Florida TaxWatch Applauds House Tax Cuts Proposal

By  //  March 24, 2015

House Plans to Cut $690 Million in Taxes

TALLAHASSEE, FLORIDA – Statement from Dominic M. Calabro, President and CEO of Florida TaxWatch, the independent, nonpartisan, nonprofit taxpayer research institute and government watchdog:

dominic-calabro-florida-taxwatch-180
Dominic M. Calabro, President and CEO of Florida TaxWatch

“Today, the Florida House Finance and Tax Committee unveiled their plans to cut Floridians’ taxes by $690 million this year. I commend the House leaders for their efforts to produce a broad-based tax cut package that will help save money for hardworking Florida families and the businesses that invest in our communities and provide jobs to our residents.
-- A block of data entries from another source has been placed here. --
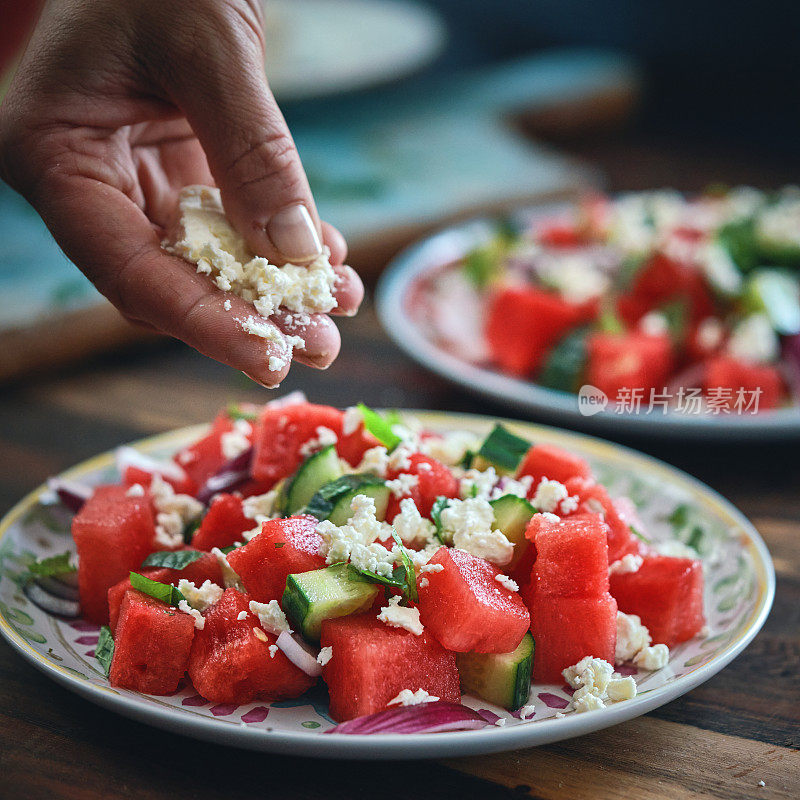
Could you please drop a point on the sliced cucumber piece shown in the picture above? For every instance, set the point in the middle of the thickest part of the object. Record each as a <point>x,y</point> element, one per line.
<point>336,591</point>
<point>511,516</point>
<point>502,450</point>
<point>501,678</point>
<point>316,471</point>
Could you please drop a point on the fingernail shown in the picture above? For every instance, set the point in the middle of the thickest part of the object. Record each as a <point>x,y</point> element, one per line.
<point>293,234</point>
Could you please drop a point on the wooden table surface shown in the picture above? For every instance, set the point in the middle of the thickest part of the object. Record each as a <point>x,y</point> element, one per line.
<point>720,740</point>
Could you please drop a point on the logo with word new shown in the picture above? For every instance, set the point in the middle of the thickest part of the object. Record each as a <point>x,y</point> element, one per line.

“The tax cut includes a $470 million reduction in the Communications Services Tax, which is levied on all cell phone, satellite and cable tv service, and nonresidential land lines in Florida. Florida TaxWatch has been recommending that this tax be reduced for several years finding that this would be the best way to provide broad based relief. This unfair and disproportionately high tax can be up to 16.29 percent in the Sunshine State, which far exceeds the highest state and local sales tax rate of 7.5 percent. By including this tax cut, supported by both Governor Rick Scott and the Florida Senate, nearly every Floridian will be able to keep more of their hard-earned money in their wallet.

Gov. Rick Scott
Gov. Rick Scott

“Florida TaxWatch also commends the House for including a reduction in the sales tax on commercial rents, which is unique to Florida, and an increased exemption for research and development in its tax package. These two taxes on business inputs hurt the competitiveness of Florida’s tax structure.
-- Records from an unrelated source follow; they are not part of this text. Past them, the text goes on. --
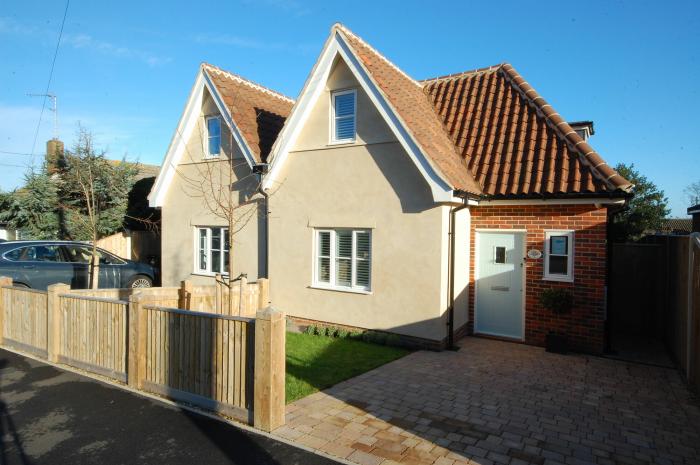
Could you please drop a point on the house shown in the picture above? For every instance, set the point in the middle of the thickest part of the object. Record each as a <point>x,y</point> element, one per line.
<point>427,208</point>
<point>208,184</point>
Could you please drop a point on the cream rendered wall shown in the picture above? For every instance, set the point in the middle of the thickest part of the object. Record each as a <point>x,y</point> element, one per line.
<point>371,183</point>
<point>184,208</point>
<point>461,278</point>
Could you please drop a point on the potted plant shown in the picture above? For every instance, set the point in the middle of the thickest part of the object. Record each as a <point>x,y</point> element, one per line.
<point>559,301</point>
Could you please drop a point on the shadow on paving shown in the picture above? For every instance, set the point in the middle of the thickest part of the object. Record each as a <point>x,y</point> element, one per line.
<point>50,416</point>
<point>495,402</point>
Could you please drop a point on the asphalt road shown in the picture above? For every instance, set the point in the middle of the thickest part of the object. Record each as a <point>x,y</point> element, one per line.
<point>50,416</point>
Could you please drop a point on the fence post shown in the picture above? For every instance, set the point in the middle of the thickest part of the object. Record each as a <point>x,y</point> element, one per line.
<point>185,297</point>
<point>53,320</point>
<point>136,369</point>
<point>268,390</point>
<point>243,303</point>
<point>4,281</point>
<point>264,293</point>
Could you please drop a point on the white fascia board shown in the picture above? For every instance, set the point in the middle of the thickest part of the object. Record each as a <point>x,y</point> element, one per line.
<point>185,127</point>
<point>223,109</point>
<point>178,143</point>
<point>580,201</point>
<point>441,190</point>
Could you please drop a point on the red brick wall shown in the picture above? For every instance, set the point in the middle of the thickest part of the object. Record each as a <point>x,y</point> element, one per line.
<point>585,324</point>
“The House’s tax cut package does not include another Florida TaxWatch recommendation that has been heard in committees that would make the sales tax exemption on manufacturing machinery and equipment permanent. However, since the current tax exemption doesn’t expire until 2017, House leaders mentioned that they hoped to include it in next year’s tax cut proposal.
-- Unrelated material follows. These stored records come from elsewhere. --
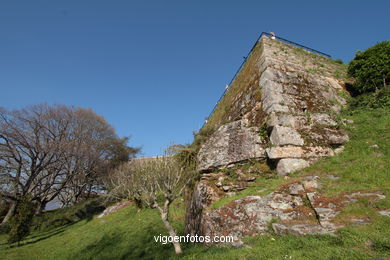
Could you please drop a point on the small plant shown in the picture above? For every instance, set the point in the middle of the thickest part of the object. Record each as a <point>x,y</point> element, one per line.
<point>21,221</point>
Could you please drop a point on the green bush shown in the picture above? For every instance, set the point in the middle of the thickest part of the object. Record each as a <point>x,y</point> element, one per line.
<point>21,222</point>
<point>371,69</point>
<point>378,99</point>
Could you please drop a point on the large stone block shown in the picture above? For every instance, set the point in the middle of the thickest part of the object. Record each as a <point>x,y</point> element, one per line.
<point>298,152</point>
<point>282,135</point>
<point>289,165</point>
<point>232,142</point>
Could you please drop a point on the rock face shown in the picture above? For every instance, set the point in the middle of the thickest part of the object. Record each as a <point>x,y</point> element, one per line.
<point>297,208</point>
<point>295,99</point>
<point>231,143</point>
<point>280,108</point>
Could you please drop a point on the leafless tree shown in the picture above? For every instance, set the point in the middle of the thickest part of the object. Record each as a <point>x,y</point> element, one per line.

florida-taxwatch-logo-180“While $690 million in tax relief is welcome news for Florida taxpayers, the Legislature could provide even more needed relief by collecting lawfully owed revenues from out-of-state retailers. Each year, Florida misses out on hundreds of millions of dollars in tax revenue due to a loophole that severely disadvantages Florida’s brick-and-mortar businesses. Penalizing the businesses that are investing in Florida’s communities hurts our economy and prevents the Legislature from increasing their investment in needed services, or further reducing taxes.”